Eken acknowledged that taking the authority to give the members of the Legislature a raise out of lawmakers’ hands might make it easier for them to get a raise. “Could it lead to a pay increase?” he asked. “It’s possible.”

It wasn’t just possible, it was far more likely, and lawmakers knew that. It’s why they wanted the amendment on the ballot. Earlier this month the Legislative Salary Council made up of eight citizens appointed by Gov. Mark Dayton and eight by the chief justice of the Minnesota Supreme Court, decided to jump lawmaker salaries in July from $31,140 a year to $45,000 a year.

The council compared what Minnesota legislators make to what other legislators around the country make, assessing the work they do for the pay they get, and then decided on the pay raise it recommended. Despite their work, Daudt is treating the council’s proposal like kryptonite.

Last week Daudt rejected the recommended pay raise, ordering the House’s budget office to ignore the council’s proposal. His edict applied only to the 134 members of the state House. Republican Senate Majority Leader Paul Gazelka has said he will not follow Daudt’s lead for the 67 members of the state Senate.

“House Republicans are working hard to pass common-sense policies aimed at growing good-paying jobs for Minnesotans,” Daudt said in a news release. “Middle-class families’ needs must come first – tax relief, lower health care costs, improved roads and bridges, and strong schools. We are choosing not to fund the Council’s recommendation to increase salaries for members of the House.” If that statement sounds like campaign jargon you would be right in your assessment.

While the council makes the recommendation on legislator pay, the Legislature approves the funding for the wages.

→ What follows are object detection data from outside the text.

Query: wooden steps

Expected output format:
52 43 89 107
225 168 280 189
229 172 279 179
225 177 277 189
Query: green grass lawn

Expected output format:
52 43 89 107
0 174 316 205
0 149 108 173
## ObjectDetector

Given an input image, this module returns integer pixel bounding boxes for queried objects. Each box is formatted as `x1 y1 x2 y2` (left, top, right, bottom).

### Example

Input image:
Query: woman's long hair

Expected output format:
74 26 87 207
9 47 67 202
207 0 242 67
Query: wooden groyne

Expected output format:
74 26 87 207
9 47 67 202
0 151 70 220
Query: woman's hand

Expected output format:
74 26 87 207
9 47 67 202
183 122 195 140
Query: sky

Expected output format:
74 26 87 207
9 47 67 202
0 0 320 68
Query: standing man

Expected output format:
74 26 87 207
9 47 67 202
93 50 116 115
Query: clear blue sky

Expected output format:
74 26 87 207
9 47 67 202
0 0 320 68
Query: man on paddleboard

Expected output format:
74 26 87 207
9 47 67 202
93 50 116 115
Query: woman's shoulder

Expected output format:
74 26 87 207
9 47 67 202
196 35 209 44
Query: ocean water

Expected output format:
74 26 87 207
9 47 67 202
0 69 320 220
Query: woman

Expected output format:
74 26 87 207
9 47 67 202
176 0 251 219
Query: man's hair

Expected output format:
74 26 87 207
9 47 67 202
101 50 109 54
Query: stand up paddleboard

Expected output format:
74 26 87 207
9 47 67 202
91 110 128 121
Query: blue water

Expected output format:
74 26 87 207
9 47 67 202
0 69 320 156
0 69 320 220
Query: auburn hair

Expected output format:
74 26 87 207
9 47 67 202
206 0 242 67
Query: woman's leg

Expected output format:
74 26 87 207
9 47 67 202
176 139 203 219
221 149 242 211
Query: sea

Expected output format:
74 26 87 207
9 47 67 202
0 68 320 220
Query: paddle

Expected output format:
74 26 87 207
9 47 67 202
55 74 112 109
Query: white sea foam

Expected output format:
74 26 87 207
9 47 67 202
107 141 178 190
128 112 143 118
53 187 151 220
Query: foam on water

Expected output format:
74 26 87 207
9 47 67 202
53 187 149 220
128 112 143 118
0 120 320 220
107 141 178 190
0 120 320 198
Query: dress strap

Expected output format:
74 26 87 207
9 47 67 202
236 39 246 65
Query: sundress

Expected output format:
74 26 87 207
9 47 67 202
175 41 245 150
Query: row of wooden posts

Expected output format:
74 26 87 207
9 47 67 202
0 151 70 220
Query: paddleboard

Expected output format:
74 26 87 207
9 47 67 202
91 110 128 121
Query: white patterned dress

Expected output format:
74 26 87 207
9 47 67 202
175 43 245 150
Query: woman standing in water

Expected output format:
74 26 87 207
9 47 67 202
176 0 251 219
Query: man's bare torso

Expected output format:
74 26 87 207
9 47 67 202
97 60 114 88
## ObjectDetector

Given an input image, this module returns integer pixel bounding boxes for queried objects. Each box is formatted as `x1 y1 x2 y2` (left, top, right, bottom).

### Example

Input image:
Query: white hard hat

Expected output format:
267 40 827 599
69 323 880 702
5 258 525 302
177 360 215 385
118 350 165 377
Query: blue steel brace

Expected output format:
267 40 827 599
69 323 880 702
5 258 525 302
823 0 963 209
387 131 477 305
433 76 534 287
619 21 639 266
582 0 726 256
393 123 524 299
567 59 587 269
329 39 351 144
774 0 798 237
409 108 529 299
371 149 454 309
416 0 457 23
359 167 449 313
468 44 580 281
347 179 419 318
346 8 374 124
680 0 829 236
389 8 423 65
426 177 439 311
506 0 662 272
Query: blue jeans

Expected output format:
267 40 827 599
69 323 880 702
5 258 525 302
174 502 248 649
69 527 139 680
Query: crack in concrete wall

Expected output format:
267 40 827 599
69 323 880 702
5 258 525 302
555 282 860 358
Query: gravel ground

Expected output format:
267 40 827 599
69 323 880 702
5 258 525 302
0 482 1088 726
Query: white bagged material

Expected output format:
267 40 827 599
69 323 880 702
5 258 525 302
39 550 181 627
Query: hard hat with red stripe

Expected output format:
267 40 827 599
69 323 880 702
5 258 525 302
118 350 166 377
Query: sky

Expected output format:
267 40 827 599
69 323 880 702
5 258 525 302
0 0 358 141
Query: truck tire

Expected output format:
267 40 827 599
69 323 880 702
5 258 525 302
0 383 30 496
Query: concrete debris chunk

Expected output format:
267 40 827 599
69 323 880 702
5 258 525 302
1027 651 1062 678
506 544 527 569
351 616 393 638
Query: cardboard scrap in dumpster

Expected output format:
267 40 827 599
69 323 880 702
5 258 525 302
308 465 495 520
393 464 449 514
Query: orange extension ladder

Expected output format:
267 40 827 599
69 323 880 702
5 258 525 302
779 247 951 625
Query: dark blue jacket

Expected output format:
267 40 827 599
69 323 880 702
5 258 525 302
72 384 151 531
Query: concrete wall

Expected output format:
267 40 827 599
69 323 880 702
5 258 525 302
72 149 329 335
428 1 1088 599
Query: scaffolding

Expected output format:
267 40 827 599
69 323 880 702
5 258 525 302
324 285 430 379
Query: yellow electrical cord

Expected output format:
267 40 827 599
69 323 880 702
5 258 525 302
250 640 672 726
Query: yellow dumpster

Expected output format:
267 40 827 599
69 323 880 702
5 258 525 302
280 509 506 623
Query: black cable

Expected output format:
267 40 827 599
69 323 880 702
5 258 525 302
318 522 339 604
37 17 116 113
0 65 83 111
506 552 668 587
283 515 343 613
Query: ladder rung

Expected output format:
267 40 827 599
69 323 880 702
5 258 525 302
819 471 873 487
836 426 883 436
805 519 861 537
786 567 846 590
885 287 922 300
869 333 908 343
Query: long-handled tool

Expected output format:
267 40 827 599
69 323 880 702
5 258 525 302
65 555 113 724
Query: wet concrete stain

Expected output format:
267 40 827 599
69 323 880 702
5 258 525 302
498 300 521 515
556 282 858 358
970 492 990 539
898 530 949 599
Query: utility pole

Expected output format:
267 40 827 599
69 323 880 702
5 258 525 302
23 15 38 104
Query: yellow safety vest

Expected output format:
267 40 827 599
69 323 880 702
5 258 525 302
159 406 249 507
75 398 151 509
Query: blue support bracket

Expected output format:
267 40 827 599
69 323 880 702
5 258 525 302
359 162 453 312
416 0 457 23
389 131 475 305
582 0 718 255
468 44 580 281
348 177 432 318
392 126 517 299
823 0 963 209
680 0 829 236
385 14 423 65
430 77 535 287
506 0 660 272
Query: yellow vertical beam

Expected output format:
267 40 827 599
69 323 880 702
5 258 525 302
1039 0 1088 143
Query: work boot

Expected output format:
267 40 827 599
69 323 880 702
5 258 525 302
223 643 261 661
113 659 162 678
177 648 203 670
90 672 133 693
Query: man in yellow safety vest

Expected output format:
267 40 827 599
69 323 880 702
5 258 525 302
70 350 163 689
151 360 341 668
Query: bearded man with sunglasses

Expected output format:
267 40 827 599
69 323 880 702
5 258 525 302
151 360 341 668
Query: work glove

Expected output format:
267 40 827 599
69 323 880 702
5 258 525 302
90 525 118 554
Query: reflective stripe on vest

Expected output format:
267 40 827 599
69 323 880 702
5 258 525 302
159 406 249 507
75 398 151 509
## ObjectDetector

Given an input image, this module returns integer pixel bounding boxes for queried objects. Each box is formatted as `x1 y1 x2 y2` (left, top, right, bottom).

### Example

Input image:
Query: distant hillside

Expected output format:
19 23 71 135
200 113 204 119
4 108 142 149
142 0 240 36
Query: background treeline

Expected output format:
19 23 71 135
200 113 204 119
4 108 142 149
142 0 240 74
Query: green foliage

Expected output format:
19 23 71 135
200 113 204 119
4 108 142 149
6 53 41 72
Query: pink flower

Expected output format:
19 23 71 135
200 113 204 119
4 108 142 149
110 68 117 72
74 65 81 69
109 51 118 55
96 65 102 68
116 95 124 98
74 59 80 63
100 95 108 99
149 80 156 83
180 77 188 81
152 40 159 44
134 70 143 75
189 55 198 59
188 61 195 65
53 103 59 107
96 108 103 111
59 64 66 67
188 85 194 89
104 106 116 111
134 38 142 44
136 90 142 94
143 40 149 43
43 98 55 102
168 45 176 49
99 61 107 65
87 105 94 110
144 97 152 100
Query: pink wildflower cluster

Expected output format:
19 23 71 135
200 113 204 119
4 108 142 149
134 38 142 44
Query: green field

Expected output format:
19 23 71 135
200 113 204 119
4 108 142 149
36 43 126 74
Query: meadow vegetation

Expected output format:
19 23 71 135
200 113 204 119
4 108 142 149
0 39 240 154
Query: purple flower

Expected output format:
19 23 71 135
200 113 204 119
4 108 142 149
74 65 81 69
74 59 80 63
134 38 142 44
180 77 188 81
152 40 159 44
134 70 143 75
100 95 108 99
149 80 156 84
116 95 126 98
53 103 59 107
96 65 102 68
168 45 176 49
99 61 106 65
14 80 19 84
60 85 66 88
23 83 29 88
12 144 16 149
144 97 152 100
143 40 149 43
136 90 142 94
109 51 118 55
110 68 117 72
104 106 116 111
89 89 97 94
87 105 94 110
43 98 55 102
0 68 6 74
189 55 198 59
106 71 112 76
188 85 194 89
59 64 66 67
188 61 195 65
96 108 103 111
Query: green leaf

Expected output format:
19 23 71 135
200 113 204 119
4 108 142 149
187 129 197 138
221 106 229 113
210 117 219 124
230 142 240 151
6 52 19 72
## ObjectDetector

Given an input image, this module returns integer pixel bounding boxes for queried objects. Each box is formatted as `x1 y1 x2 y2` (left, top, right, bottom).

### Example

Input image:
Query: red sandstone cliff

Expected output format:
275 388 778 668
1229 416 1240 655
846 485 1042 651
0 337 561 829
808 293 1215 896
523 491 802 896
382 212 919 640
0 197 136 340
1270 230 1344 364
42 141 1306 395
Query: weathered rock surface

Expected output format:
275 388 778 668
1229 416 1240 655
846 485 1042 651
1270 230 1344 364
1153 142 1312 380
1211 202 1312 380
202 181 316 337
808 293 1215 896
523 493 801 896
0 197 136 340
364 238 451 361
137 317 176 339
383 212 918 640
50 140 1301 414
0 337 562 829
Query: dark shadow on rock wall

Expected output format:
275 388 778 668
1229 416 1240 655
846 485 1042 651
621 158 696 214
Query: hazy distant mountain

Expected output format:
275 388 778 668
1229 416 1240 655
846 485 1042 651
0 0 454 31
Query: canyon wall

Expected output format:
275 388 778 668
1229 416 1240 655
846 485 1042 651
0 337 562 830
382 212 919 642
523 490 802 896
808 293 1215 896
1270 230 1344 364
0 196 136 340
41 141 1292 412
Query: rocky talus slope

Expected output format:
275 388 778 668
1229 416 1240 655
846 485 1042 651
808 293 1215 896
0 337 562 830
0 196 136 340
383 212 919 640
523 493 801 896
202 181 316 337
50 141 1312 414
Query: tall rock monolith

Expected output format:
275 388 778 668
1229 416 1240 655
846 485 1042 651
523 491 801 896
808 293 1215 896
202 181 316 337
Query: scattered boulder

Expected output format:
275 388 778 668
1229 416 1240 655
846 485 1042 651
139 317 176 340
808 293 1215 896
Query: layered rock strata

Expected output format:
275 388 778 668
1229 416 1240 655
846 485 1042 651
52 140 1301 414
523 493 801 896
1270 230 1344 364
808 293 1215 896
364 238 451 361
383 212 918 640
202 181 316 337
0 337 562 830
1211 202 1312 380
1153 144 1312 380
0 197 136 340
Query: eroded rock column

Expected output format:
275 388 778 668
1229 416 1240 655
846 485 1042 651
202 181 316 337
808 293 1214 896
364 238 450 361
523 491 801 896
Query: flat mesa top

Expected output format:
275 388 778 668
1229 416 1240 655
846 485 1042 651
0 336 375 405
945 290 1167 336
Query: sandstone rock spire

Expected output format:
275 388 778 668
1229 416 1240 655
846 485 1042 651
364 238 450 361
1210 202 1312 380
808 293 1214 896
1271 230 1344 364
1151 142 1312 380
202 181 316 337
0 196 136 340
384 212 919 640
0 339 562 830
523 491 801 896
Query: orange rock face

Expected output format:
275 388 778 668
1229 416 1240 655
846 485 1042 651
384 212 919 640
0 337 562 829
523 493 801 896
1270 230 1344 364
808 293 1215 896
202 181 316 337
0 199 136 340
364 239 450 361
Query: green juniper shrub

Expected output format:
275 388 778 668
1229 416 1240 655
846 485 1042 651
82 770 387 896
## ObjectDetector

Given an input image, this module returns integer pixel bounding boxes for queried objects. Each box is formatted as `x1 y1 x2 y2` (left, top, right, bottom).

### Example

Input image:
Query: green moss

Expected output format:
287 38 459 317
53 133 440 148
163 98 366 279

Daudt claims that gives it final say on the raises –and since he is the highest ranking member of the House, he believes he has the authority to stop the raises.

His stand is at odds with the constitutional amendment passed by Minnesota voters that was supposed to be the final word on raises.

Fellow Republican Gazelka has said he thinks voters made it “pretty clear” they wanted decisions on salaries taken out of the Legislature’s hands. “The people voted by large margins to have an outside group determine the salaries, and now it is directly directed by the constitution,” he said. “I’m moving on to dealing with the budget, to fixing health care, roads and bridges.”

Gazelka isn’t running for any higher office in 2018 – you think that might have anything to do with his blunt honesty? Maybe. But he has also shown an unpolitician-like honesty on other issues as well.

If Daudt continues to block the increase he has been told he can expect to be challenged in court.

“What voters said on the ballot was take the pay issue out of the Legislature, let us do it as citizens, tell you what we think your job was worth and don’t bicker about it,” Rep. Jason Metsa, DFL-Virginia, said. “They wanted a Legislature that was diverse and was representative about all walks of life in the state.” Metsa was a sponsor of the bill that put the pay issue on the ballot and its intent was to take the Legislature out of any decision making on pay raises.

But getting sued may be Daudt’s strategy. If the courts order him to comply, it gives him cover. He can say he fought it when he starts campaigning for governor. Perhaps, we are being a little cynical – but listening to politicians can do that to a person.

Tom Stinson, chairman of the commission that approved the new salaries, said it would not bring a lawsuit to enforce the recommendation. He also said the commission didn’t consider recommending a lower pay raise just to make it acceptable to legislators afraid of voter criticism.

The Legislature put itself in this position by denying raises for so long that the council was required to recommend a “catch up” raise to bring legislator pay up to date after 17 years of political fear. Let that be a lesson to legislators for turning hard work over to people who don’t have to pay any consequences for making a reasonable, long overdue decision. If you want control, act with courage.